Up with the sun, gone with the wind,
She always said I was lazy.
Leavin my home, leavin my friends,
Runnin when things get too crazy.
Out on the road, out neath the stars,
Feelin the breeze, passin the cars.
Women have come, women have gone,
Everyone tryin to cage me.
Some were so sweet, I barely got free,
Others, they only enraged me.
Sometimes at night, I see their faces,
I feel the traces they left on my soul.
Those are the memories that made me a wealthy soul.
Bob Seger
Sitting in the classroom of a large parochial school in 8th grade he dreamed up his escape. A large white paneled van that he would eventually forever call “the chicken truck”. The idea of driving West with shelves of chickens doing what chickens do, and stopping in small towns to sell eggs at local markets was the quiet image that satisfied his fantasy of travel. Looking back he sees a sense of sustainability in his plan, eh?
Of course a life of travel in his mind or on the road, would not have been possible without some support and encouragement. This came in spades from the two that born him into this fish bowl. Early on, when obstacles arose or friends bailed, they simply suggested that he should “just go,… alone”. And so he did.

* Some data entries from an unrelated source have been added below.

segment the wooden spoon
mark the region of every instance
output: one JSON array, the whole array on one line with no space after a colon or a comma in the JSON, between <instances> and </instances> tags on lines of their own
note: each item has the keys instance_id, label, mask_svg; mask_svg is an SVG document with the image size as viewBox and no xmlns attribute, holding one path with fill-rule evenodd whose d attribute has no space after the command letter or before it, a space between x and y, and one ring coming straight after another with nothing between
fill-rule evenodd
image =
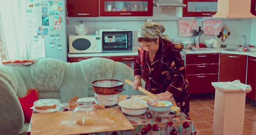
<instances>
[{"instance_id":1,"label":"wooden spoon","mask_svg":"<svg viewBox=\"0 0 256 135\"><path fill-rule=\"evenodd\" d=\"M125 83L128 84L129 85L130 85L131 86L132 86L132 82L131 81L131 80L130 80L128 79L125 79ZM140 86L139 86L139 87L138 87L138 90L140 90L140 91L142 92L144 94L149 96L149 97L150 97L154 99L154 98L155 97L156 97L156 96L154 94L146 90L145 89L142 88L142 87L141 87Z\"/></svg>"}]
</instances>

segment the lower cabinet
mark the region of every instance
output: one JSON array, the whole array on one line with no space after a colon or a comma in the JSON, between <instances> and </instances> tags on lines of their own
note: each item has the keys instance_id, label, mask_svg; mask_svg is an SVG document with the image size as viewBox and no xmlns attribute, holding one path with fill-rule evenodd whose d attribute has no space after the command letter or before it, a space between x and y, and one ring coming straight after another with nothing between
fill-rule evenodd
<instances>
[{"instance_id":1,"label":"lower cabinet","mask_svg":"<svg viewBox=\"0 0 256 135\"><path fill-rule=\"evenodd\" d=\"M247 55L220 54L220 81L239 80L245 84Z\"/></svg>"},{"instance_id":2,"label":"lower cabinet","mask_svg":"<svg viewBox=\"0 0 256 135\"><path fill-rule=\"evenodd\" d=\"M218 81L219 53L186 55L186 69L190 93L215 93L212 82Z\"/></svg>"},{"instance_id":3,"label":"lower cabinet","mask_svg":"<svg viewBox=\"0 0 256 135\"><path fill-rule=\"evenodd\" d=\"M246 97L256 100L256 57L248 56L246 84L252 87L252 91L246 94Z\"/></svg>"},{"instance_id":4,"label":"lower cabinet","mask_svg":"<svg viewBox=\"0 0 256 135\"><path fill-rule=\"evenodd\" d=\"M138 55L126 56L103 56L97 57L108 58L112 59L115 61L122 62L133 69L134 61L137 57ZM93 57L69 57L68 58L68 62L77 62Z\"/></svg>"}]
</instances>

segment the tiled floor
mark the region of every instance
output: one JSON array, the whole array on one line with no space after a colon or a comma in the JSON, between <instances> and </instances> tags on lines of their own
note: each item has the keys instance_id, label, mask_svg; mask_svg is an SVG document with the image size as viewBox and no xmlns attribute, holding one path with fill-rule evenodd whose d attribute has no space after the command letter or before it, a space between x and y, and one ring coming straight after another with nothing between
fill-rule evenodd
<instances>
[{"instance_id":1,"label":"tiled floor","mask_svg":"<svg viewBox=\"0 0 256 135\"><path fill-rule=\"evenodd\" d=\"M190 96L190 118L194 122L197 135L213 134L214 100L212 94ZM256 135L256 103L251 106L251 100L246 101L243 135Z\"/></svg>"}]
</instances>

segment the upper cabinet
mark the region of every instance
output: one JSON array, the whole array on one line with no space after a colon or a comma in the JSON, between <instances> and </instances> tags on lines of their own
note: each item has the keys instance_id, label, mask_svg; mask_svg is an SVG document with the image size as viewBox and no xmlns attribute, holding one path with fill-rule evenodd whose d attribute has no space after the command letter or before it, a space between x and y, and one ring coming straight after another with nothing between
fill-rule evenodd
<instances>
[{"instance_id":1,"label":"upper cabinet","mask_svg":"<svg viewBox=\"0 0 256 135\"><path fill-rule=\"evenodd\" d=\"M98 16L98 0L68 0L68 16Z\"/></svg>"},{"instance_id":2,"label":"upper cabinet","mask_svg":"<svg viewBox=\"0 0 256 135\"><path fill-rule=\"evenodd\" d=\"M251 1L251 13L256 16L256 0Z\"/></svg>"},{"instance_id":3,"label":"upper cabinet","mask_svg":"<svg viewBox=\"0 0 256 135\"><path fill-rule=\"evenodd\" d=\"M100 16L153 16L153 0L101 0Z\"/></svg>"},{"instance_id":4,"label":"upper cabinet","mask_svg":"<svg viewBox=\"0 0 256 135\"><path fill-rule=\"evenodd\" d=\"M184 0L183 3L187 6L182 8L182 17L212 16L217 12L217 0Z\"/></svg>"},{"instance_id":5,"label":"upper cabinet","mask_svg":"<svg viewBox=\"0 0 256 135\"><path fill-rule=\"evenodd\" d=\"M251 13L251 0L252 10L255 12L255 0L219 0L217 13L213 17L226 18L253 18Z\"/></svg>"}]
</instances>

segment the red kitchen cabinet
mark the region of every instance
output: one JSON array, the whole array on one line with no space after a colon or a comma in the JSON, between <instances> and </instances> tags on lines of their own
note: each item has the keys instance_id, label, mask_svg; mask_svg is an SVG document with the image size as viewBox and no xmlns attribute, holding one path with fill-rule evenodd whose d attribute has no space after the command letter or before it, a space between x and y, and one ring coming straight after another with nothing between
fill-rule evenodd
<instances>
[{"instance_id":1,"label":"red kitchen cabinet","mask_svg":"<svg viewBox=\"0 0 256 135\"><path fill-rule=\"evenodd\" d=\"M221 54L220 62L220 81L240 80L245 84L247 56Z\"/></svg>"},{"instance_id":2,"label":"red kitchen cabinet","mask_svg":"<svg viewBox=\"0 0 256 135\"><path fill-rule=\"evenodd\" d=\"M186 55L190 94L215 93L211 83L218 81L219 55L213 53Z\"/></svg>"},{"instance_id":3,"label":"red kitchen cabinet","mask_svg":"<svg viewBox=\"0 0 256 135\"><path fill-rule=\"evenodd\" d=\"M98 0L67 0L68 16L98 16Z\"/></svg>"},{"instance_id":4,"label":"red kitchen cabinet","mask_svg":"<svg viewBox=\"0 0 256 135\"><path fill-rule=\"evenodd\" d=\"M101 0L100 16L153 16L153 0Z\"/></svg>"},{"instance_id":5,"label":"red kitchen cabinet","mask_svg":"<svg viewBox=\"0 0 256 135\"><path fill-rule=\"evenodd\" d=\"M246 84L252 87L252 91L246 94L246 97L256 100L256 58L248 56Z\"/></svg>"},{"instance_id":6,"label":"red kitchen cabinet","mask_svg":"<svg viewBox=\"0 0 256 135\"><path fill-rule=\"evenodd\" d=\"M217 13L217 0L184 0L183 17L212 16Z\"/></svg>"},{"instance_id":7,"label":"red kitchen cabinet","mask_svg":"<svg viewBox=\"0 0 256 135\"><path fill-rule=\"evenodd\" d=\"M256 16L256 0L251 1L251 13L254 16Z\"/></svg>"},{"instance_id":8,"label":"red kitchen cabinet","mask_svg":"<svg viewBox=\"0 0 256 135\"><path fill-rule=\"evenodd\" d=\"M138 55L126 56L105 56L98 57L108 58L112 59L115 61L122 62L133 69L134 61L137 57ZM69 62L77 62L93 57L69 57L68 58L68 61Z\"/></svg>"}]
</instances>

Once, while out on an Indian reservation in Arizona, he was standing in a phone booth (remember those?) and he told her that the booth was surrounded by Indians. And it was, however they were just sitting around in the early morning sun posing him no threat. Never one to worry, she just responded, “now you just call me back some time when you have something positive to say”. Click.
It occurred to him that perhaps although people love and care about you, ultimately they have no control over life’s variables. In other words, it’s not that they don’t care; it is that they cannot care for you.